I hope this makes sense.

#include <cstdlib>
#include <iostream>

using namespace std;

class A{
      int num;
public:
       A(int n):num(n){ cout<< "A "<< num << " constructor" <<endl;}  
       ~A(){ cout<< "A "<< num <<" destructor. " <<endl; }   

       int print(){
        cout<< num<< endl;
       }
};

class B{
      A *a;
      int num;
public:
       B(int n):num(n){
           a = new A(n);
           cout<< "B "<< num <<" constructor" <<endl;    
       }  
       ~B(){
            delete a; 
            cout<< "B "<< num <<" destructor"<<endl; 
       }    
       // Copy contructor
       B(const B & b): a(new A(b.num)){ 
       } 

       <strike>int<\strike> void print(){
        cout<< num << endl;
       }

       int get_num(){
           return num;
       }
};

int main(int argc, char *argv[])
{ 
    B *b2 = new B(1);
    B *b3(b2);
    b2->print();
    delete b2;
    b3->print();
    system("PAUSE");
    return EXIT_SUCCESS;
}

Answer 1

B *b3(b2); doesn't do what you think.

It's equivalent to B* b3 = b2. The pointers will point to the same location. When you do delete b2;, you're also freeing the memory pointed to by b3.

To do a deep copy, do:

 B* b3 = new B(*b2);

There's also undefined behaviour here:

int print(){
   cout<< num << endl;
}

because you never return. Change the return type to void.
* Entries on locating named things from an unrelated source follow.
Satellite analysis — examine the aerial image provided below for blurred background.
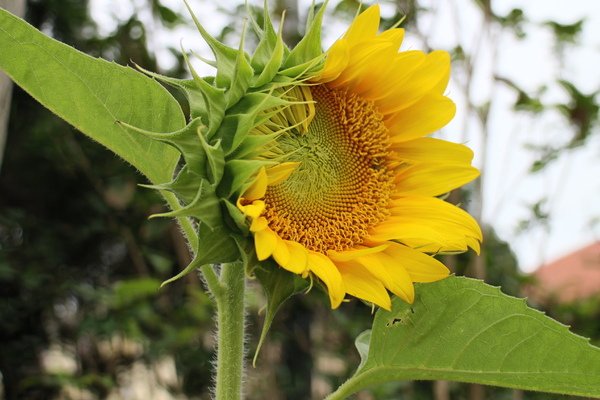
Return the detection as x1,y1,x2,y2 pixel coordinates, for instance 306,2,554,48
0,0,600,400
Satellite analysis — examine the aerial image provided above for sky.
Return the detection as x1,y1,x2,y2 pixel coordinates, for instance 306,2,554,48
91,0,600,271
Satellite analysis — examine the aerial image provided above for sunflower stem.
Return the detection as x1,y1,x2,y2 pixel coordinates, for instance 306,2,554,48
213,263,246,400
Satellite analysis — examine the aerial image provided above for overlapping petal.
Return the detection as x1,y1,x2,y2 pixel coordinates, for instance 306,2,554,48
238,5,482,309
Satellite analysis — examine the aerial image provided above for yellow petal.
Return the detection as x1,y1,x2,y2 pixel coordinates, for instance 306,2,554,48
250,217,269,233
377,28,404,51
336,263,392,311
360,50,426,101
308,251,346,308
385,94,456,143
327,41,394,89
273,234,290,269
237,198,265,218
316,39,350,82
357,251,415,303
254,228,278,261
327,243,389,262
369,196,482,253
392,138,473,165
386,243,450,282
266,162,300,185
395,164,479,196
281,240,308,274
375,50,450,115
242,167,269,200
344,4,380,46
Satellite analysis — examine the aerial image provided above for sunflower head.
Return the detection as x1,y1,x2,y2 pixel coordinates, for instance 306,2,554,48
131,5,481,309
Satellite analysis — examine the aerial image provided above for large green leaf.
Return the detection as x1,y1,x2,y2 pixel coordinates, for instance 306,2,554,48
0,9,185,183
329,277,600,399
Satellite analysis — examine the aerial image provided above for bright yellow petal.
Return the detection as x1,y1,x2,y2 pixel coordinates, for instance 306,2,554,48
327,41,394,89
316,39,350,82
237,198,265,218
242,167,269,200
370,196,482,253
336,263,392,311
377,28,404,51
266,162,300,185
386,243,450,282
308,251,346,308
360,50,426,101
250,217,269,232
254,228,278,261
281,240,308,274
327,243,389,262
385,94,456,143
392,138,473,165
356,251,415,303
375,50,450,115
394,164,479,196
344,4,380,46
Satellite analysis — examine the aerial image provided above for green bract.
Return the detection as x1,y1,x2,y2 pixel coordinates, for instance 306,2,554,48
121,2,325,283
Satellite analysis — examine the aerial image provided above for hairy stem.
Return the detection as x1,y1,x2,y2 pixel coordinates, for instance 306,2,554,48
213,263,246,400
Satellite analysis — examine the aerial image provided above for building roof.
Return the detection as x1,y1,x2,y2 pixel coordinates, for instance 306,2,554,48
527,241,600,303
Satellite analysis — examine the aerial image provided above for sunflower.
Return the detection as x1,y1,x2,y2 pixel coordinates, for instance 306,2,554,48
237,5,482,310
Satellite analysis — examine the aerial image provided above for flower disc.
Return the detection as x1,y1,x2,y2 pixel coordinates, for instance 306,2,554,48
264,85,394,254
237,5,481,309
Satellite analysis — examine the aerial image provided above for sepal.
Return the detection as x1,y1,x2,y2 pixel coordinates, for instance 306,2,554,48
150,180,223,229
161,224,240,287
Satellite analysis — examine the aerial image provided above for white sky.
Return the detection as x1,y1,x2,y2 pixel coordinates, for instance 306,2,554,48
91,0,600,271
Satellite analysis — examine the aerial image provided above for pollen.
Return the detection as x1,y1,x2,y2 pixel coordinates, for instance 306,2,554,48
264,85,394,254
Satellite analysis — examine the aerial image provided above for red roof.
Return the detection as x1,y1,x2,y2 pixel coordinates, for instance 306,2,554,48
529,241,600,303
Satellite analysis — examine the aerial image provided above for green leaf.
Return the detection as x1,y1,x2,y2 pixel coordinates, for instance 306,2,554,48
0,9,185,183
160,223,240,287
329,277,600,399
283,1,326,68
253,262,310,364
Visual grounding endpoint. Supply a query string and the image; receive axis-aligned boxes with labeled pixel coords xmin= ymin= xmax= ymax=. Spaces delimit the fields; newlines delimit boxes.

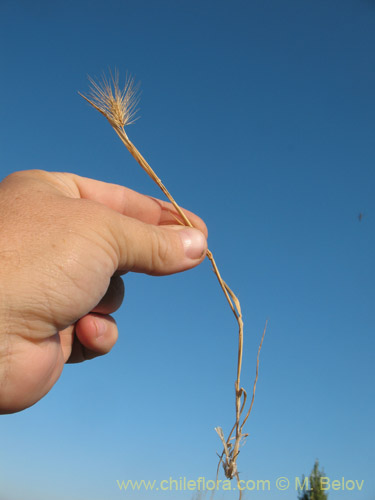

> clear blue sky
xmin=0 ymin=0 xmax=375 ymax=500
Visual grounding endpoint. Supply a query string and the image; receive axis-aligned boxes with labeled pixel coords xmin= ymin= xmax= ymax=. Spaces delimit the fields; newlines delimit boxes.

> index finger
xmin=63 ymin=174 xmax=207 ymax=237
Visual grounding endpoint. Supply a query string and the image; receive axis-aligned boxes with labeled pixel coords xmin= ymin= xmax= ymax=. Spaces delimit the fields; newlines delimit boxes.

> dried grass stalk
xmin=79 ymin=72 xmax=267 ymax=499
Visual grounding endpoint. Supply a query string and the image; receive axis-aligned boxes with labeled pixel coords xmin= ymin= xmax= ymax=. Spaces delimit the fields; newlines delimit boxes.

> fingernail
xmin=179 ymin=228 xmax=207 ymax=259
xmin=95 ymin=318 xmax=107 ymax=339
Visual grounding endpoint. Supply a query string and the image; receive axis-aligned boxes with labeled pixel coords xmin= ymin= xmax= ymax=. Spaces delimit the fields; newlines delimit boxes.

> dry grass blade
xmin=80 ymin=72 xmax=267 ymax=499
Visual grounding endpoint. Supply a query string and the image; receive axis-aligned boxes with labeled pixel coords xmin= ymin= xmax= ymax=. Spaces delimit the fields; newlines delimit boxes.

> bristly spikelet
xmin=81 ymin=71 xmax=139 ymax=128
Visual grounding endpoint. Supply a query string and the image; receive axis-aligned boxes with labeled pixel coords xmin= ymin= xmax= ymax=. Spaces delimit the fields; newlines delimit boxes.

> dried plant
xmin=79 ymin=72 xmax=267 ymax=499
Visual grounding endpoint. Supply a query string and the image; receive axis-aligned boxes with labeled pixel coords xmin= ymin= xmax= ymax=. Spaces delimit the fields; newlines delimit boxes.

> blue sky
xmin=0 ymin=0 xmax=375 ymax=500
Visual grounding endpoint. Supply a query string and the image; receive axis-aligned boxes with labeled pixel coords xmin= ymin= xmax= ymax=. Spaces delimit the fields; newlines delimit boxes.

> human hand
xmin=0 ymin=170 xmax=207 ymax=413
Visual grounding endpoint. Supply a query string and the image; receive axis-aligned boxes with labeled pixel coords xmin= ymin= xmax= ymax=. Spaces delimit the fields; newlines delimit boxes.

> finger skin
xmin=0 ymin=171 xmax=207 ymax=413
xmin=66 ymin=313 xmax=118 ymax=363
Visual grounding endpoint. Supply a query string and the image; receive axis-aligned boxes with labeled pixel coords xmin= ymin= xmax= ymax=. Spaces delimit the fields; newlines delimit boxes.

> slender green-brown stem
xmin=80 ymin=73 xmax=267 ymax=500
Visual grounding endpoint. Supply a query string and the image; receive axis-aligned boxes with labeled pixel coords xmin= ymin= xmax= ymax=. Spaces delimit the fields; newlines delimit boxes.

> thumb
xmin=112 ymin=216 xmax=207 ymax=276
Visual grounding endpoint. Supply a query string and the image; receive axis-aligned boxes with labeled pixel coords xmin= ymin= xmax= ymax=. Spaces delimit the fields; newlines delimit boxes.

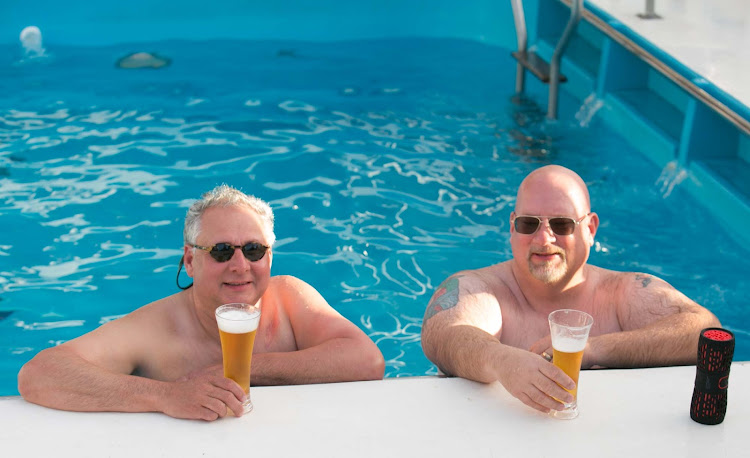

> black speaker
xmin=690 ymin=328 xmax=734 ymax=425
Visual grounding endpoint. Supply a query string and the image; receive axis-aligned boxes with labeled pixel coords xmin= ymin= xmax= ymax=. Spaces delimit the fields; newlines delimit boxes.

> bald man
xmin=422 ymin=165 xmax=720 ymax=412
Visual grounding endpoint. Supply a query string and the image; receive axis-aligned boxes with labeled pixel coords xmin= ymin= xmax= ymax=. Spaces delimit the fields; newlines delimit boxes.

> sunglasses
xmin=191 ymin=242 xmax=269 ymax=262
xmin=513 ymin=213 xmax=591 ymax=235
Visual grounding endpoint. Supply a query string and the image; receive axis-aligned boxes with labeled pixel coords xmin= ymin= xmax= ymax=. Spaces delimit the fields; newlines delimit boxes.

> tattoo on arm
xmin=423 ymin=275 xmax=463 ymax=322
xmin=635 ymin=274 xmax=651 ymax=288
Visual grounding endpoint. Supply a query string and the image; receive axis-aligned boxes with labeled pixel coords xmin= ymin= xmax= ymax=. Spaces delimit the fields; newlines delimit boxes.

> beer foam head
xmin=216 ymin=308 xmax=260 ymax=334
xmin=552 ymin=337 xmax=586 ymax=353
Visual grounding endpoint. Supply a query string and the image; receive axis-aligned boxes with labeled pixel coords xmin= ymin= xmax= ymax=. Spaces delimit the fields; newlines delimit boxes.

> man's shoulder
xmin=443 ymin=261 xmax=513 ymax=291
xmin=268 ymin=275 xmax=310 ymax=290
xmin=123 ymin=292 xmax=186 ymax=324
xmin=263 ymin=275 xmax=320 ymax=303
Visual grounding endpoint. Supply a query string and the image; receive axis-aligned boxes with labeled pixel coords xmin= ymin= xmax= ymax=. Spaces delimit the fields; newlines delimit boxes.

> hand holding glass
xmin=216 ymin=304 xmax=260 ymax=413
xmin=549 ymin=309 xmax=594 ymax=420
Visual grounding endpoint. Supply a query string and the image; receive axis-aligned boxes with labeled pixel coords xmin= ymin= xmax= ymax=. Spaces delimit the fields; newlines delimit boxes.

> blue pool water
xmin=0 ymin=39 xmax=750 ymax=395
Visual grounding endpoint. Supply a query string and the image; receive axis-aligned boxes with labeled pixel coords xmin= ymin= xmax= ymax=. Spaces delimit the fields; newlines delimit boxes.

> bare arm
xmin=18 ymin=302 xmax=244 ymax=420
xmin=584 ymin=274 xmax=720 ymax=367
xmin=251 ymin=276 xmax=385 ymax=385
xmin=422 ymin=274 xmax=575 ymax=412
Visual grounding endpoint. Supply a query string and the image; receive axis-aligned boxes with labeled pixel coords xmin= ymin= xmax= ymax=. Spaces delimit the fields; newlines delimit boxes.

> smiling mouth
xmin=224 ymin=281 xmax=252 ymax=286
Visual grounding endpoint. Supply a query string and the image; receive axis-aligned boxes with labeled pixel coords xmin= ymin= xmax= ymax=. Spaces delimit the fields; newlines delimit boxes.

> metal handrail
xmin=638 ymin=0 xmax=661 ymax=19
xmin=560 ymin=0 xmax=750 ymax=135
xmin=547 ymin=0 xmax=583 ymax=119
xmin=511 ymin=0 xmax=528 ymax=93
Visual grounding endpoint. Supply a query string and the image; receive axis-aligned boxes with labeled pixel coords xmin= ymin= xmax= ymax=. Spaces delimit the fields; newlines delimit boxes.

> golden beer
xmin=219 ymin=329 xmax=258 ymax=394
xmin=552 ymin=341 xmax=586 ymax=398
xmin=549 ymin=309 xmax=594 ymax=419
xmin=216 ymin=304 xmax=260 ymax=413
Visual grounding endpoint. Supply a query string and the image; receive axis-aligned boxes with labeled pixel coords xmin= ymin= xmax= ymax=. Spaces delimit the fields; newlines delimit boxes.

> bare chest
xmin=500 ymin=301 xmax=622 ymax=349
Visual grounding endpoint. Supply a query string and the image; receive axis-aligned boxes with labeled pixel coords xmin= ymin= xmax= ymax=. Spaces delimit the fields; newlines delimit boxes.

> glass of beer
xmin=216 ymin=303 xmax=260 ymax=413
xmin=549 ymin=309 xmax=594 ymax=420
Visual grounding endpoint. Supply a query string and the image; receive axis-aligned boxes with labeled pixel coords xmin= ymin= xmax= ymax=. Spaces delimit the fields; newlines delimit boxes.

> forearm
xmin=584 ymin=312 xmax=720 ymax=368
xmin=422 ymin=325 xmax=509 ymax=383
xmin=250 ymin=338 xmax=385 ymax=386
xmin=18 ymin=349 xmax=165 ymax=412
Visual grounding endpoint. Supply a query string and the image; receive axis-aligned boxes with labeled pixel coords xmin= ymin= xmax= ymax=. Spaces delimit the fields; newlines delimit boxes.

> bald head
xmin=516 ymin=165 xmax=591 ymax=218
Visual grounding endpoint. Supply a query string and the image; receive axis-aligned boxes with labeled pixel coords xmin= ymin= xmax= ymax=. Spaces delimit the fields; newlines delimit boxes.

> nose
xmin=534 ymin=218 xmax=556 ymax=244
xmin=227 ymin=247 xmax=250 ymax=272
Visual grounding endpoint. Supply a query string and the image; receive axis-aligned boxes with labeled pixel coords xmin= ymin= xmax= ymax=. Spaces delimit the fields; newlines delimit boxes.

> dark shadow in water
xmin=507 ymin=94 xmax=557 ymax=161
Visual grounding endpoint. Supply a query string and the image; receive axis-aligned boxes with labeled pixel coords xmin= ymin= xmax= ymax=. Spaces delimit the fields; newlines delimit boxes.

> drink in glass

To get the value expected:

B(const B & b): a(new A(b.num)), num(b.num){ 
} 

Answer 2

Other answers to this question will explain about how pointers work, but you should also understand that not using pointers is a better solution. C++'s default behaviors work well with value semantics. If you hold objects by value then the default copy ctor and assignment operators will do a 'deep copy'.

class B{
    A a;
    int num;
public:
    B(int n): a(n), num(n){
        cout<< "B "<< num <<" constructor" <<endl;    
    }    

    void print(){
        cout<< num << endl;
    }

    int get_num(){
        return num;
    }
};

Also, if you do use owning pointers you should usually use smart pointers.

Answer 3

I think you probably intended to write something like this:

#include <iostream>

class A
{
public:
    A(int n) : num_(n) {}

    void print() { std::cout << num() << std::endl; }

    int num() const { return num_; }

private:
    int num_;
};

class B
{
public:
    B(int n) : a(n) {}

    int num() const { return a.num(); }

private:
    A a;
};

int main()
{
    B b(1);
    B b2 = b; // deep copy
}

As you can see:

1. B doesn't have its own num_ member. Duplication should be avoided.
2. There's no need to implement the copy constructor or assignment operator (rule-of-three).
3. Not need to use new here.

Answer 4

here you are not copying b2

B *b3(b2);

instead you are making b3 point to b2

you should have

B *b3 = new B(*b2);

Answer 5

There is no such things as shallow/deep copy in c++. You either have values or pointers/references that get copied, and that fully defines the semantics of the copy operation.